A ideia do festival já andava na minha cabeça há uns anos, contudo só agora consegui reunir as condições para o poder levar em diante. Penso que há uma lacuna deste tipo de iniciativas no nosso país e que já acontecem em muitos outros países, há muitos anos. São momentos em que as pessoas se reúnem para pensar, ou pelo menos dar importância ao treino do pensamento como sendo uma necessidade tão fundamental, como por exemplo o treino do corpo, a prática de uma arte ou ofício.
Treinar o pensamento é estar disponível para pensar sem medo e também para ouvir outros pensarem. Esta nossa tão conhecida faculdade de pensar pode estar em crise por vários fatores, assim numa primeira e superficial abordagem, pela forma como o conhecimento nos é oferecido, de bandeja e já excessivamente mastigado, tão mastigado que chega a nós já com duvidosa veracidade.

A procura da verdade é uma das grandes buscas da Filosofia, penso que neste momento da história da humanidade a Filosofia pode ajudar-nos nessa busca, agora mais requintada de tão perdidos que estamos entre a nossa inteligência e a artificial, entre um tempo que já foi lento e agora é acelerado.
Quando e onde se vai realizar?
O festival vai realizar-se em Cascais, entre os dias 19 e 22 de junho deste ano. No dia 19 as sessões ocorrerão em dois bairros sociais, no dia 20 teremos uma sessão em mais um bairro social e um jantar oficial de abertura ( In vino veritas); no dia 21 as atividades do festival acontecem todo o dia na Casa das Histórias Paula Rego e, no dia 22, no Parque Marechal Carmona.

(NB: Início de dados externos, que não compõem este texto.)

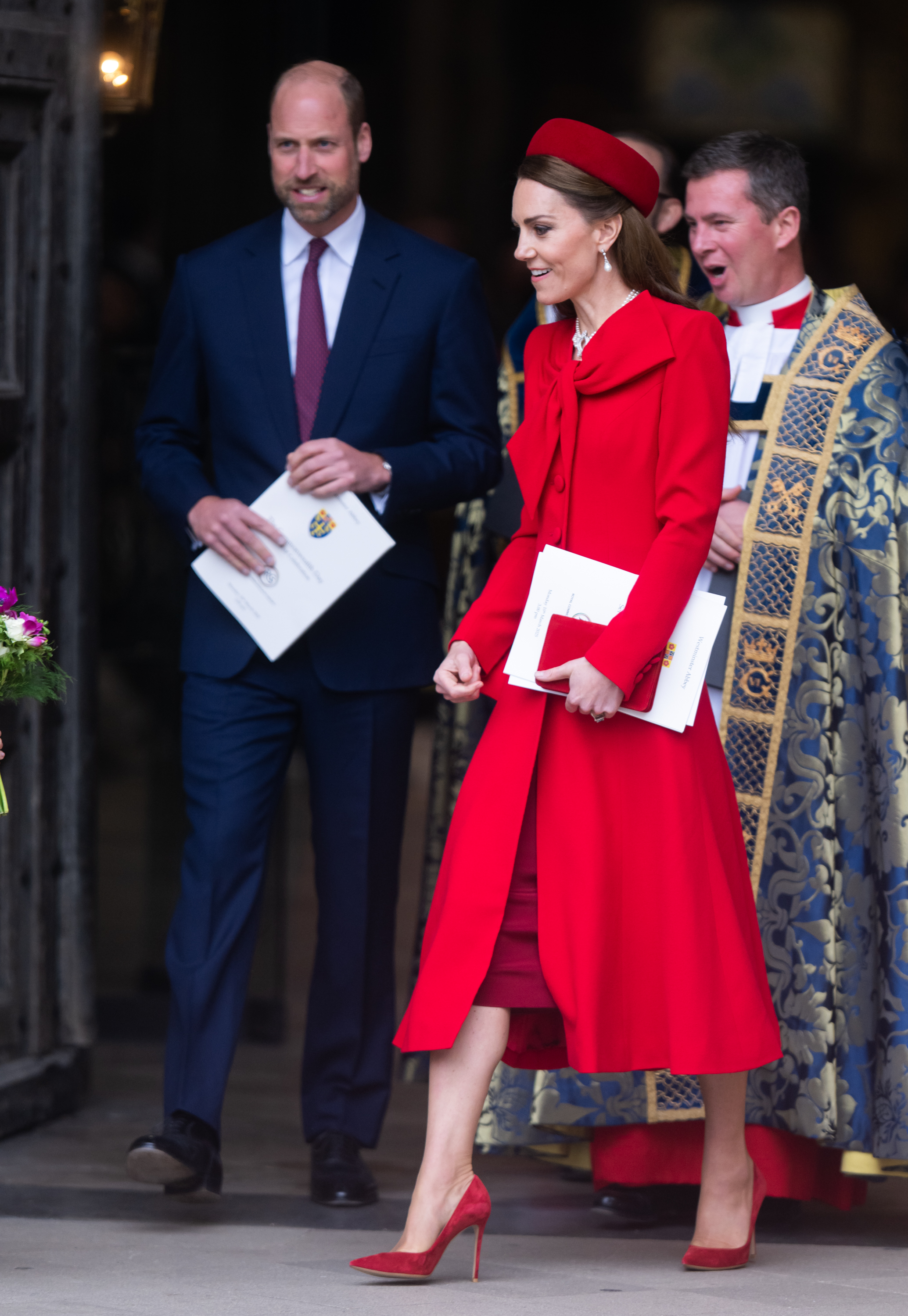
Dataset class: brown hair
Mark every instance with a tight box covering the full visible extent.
[269,59,366,141]
[517,155,693,315]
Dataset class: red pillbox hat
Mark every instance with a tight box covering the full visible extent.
[526,118,659,215]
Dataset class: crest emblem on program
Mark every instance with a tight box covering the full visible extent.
[309,507,337,540]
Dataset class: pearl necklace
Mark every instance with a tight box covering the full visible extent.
[574,288,639,361]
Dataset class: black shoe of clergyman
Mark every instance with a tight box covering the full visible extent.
[126,1111,224,1202]
[312,1132,378,1207]
[592,1183,659,1229]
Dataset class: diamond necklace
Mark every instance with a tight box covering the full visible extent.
[574,288,639,361]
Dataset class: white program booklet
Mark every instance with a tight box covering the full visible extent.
[504,545,726,732]
[192,475,395,662]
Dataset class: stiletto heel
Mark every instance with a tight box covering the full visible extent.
[472,1216,488,1284]
[350,1174,492,1282]
[683,1165,766,1270]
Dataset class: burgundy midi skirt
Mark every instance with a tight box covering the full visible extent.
[474,769,556,1009]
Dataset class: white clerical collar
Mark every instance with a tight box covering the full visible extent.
[732,274,813,328]
[280,196,366,267]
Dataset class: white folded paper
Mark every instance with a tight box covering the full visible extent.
[192,475,394,662]
[504,545,726,732]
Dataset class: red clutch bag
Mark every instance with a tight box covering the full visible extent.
[539,612,662,713]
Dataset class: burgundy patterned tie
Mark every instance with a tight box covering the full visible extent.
[294,238,329,443]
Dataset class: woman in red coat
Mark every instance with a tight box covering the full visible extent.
[353,120,780,1275]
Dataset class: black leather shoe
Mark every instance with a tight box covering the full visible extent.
[126,1111,224,1202]
[592,1183,660,1229]
[311,1132,378,1207]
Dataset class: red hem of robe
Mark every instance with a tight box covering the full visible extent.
[591,1120,867,1211]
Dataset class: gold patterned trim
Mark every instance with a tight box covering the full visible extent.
[646,1070,705,1124]
[841,1152,908,1179]
[720,286,891,894]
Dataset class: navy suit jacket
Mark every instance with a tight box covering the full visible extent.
[136,209,500,691]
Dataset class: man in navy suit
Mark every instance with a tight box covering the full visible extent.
[128,62,500,1205]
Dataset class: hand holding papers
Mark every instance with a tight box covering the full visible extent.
[192,475,394,662]
[504,545,725,732]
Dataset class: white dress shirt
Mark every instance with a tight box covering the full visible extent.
[280,196,366,363]
[724,275,812,488]
[280,196,391,516]
[696,275,813,722]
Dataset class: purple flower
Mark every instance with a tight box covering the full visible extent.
[5,612,45,649]
[18,612,45,649]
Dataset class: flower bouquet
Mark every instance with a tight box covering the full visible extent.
[0,586,68,815]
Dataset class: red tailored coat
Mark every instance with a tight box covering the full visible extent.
[395,292,782,1074]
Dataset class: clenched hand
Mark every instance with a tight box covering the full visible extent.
[705,484,750,571]
[535,658,624,717]
[434,640,483,704]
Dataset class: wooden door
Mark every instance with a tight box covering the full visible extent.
[0,0,100,1136]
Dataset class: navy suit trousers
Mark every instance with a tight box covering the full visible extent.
[165,640,417,1146]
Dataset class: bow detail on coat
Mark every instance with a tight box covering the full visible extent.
[508,292,675,516]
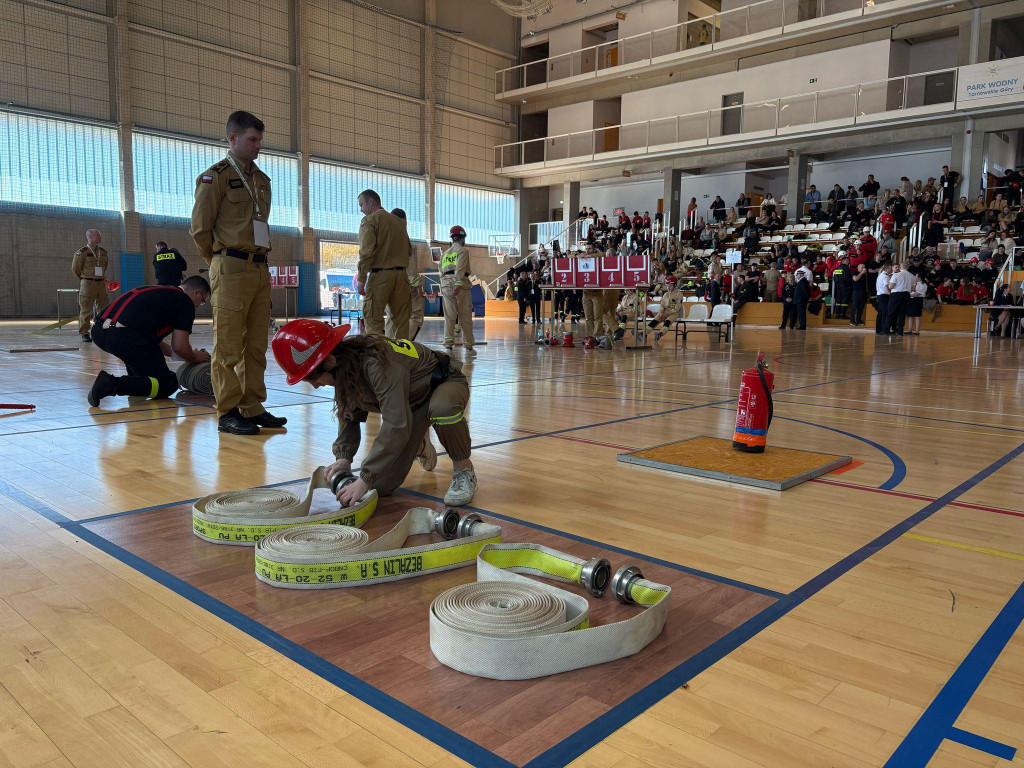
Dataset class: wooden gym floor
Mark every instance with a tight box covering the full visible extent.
[0,318,1024,768]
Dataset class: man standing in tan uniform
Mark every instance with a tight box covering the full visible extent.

É inspirado em algum evento internacional?
Não diria inspirado, pois não pretendemos reproduzir o que se faz exatamente noutros lugares, mas posso dizer que os Festivais de Modena, de Ischia que se fazem em Itália, me levaram a pensar que no nosso país também poderia acontecer um evento onde a Filosofia fosse relevante.

Quais são os temas que preocupam a filosofia em 2025?
Em 2025 o tema do festival será O MEDO. O medo tem um papel determinante na vida do Homem. Tão depressa nos põe a pensar, como nos paralisa.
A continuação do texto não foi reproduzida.